Tsehay Bank
- Native name: ፀሐይ ባንክ
- Company type: Private
- Industry: Financial
- Founded: 23 July 2022; 3 years ago
- Headquarters: Addis Ababa, Ethiopia
- Number of locations: 91 (2024)
- Area served: Ethiopia
- Key people: Yared Mesfin (CEO)
- Website: tsehaybank.com.et

= Tsehay Bank =

Private commercial bank in Ethiopia

Tsehay Bank (Amharic: ፀሐይ ባንክ) is a private commercial bank in Ethiopia launched in July 2022. The bank started with 30 branches in Addis Ababa, and as of 2023, the number of branches has increased to over 91 service centers throughout Ethiopia. The bank is known for its "Bank for All" motto.

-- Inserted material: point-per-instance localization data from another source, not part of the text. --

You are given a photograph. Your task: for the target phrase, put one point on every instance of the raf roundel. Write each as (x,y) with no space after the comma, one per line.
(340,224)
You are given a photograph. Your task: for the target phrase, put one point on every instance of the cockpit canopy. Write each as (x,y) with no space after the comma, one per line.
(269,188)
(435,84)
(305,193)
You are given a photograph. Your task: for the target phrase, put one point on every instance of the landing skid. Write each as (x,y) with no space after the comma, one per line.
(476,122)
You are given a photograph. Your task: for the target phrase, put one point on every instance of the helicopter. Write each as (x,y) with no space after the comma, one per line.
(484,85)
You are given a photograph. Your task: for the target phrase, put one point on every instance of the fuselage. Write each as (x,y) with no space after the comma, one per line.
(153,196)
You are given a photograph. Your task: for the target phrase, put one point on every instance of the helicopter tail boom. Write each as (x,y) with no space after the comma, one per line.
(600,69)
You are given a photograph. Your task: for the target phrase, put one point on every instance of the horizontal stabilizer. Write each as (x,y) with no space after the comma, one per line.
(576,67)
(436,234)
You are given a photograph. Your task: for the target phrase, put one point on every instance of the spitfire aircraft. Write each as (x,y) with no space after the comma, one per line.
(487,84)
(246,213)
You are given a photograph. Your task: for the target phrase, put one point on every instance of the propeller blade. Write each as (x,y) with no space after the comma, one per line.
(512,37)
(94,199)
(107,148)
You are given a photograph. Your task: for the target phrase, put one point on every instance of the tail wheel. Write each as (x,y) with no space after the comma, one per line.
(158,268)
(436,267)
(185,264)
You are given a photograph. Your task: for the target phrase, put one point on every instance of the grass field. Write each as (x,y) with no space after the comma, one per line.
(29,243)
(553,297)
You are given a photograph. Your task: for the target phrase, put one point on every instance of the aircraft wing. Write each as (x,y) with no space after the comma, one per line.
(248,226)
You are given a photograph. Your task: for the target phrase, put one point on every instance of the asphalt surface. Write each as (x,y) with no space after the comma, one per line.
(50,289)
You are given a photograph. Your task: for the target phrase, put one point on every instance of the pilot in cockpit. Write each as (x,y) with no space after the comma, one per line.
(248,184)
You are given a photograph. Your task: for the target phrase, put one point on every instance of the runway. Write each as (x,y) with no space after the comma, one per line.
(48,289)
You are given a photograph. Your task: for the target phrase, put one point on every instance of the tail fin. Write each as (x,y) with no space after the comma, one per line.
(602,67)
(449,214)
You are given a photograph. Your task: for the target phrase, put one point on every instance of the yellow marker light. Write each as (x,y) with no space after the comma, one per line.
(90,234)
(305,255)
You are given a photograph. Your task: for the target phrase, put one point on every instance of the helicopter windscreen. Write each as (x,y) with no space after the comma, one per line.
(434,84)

It is one of the privately owned banks licensed by the National Bank of Ethiopia (NBE) to operate in Ethiopia.

== History ==
Tsehay Bank was launched in July 2022 and had collected over half a billion capital (734 million Ethiopian birr ETB) before starting operation making it among the few banks which collected above the minimum capital requirements set by the NBE. Soon after its inauguration, the bank had raised its capital from 2.8 to 5 billion ETB.

Yared Mesfin Belayneh was Tsehay Bank's founding CEO.
==Operations==
Tsehay Bank headquarter is located at Sierra Leone Av., Meaza Desalegn Tower, Beklo Bet, Kirkos Sub-city, Addis Ababa, Ethiopia. The bank's SWIFT Code is TSCPETAA.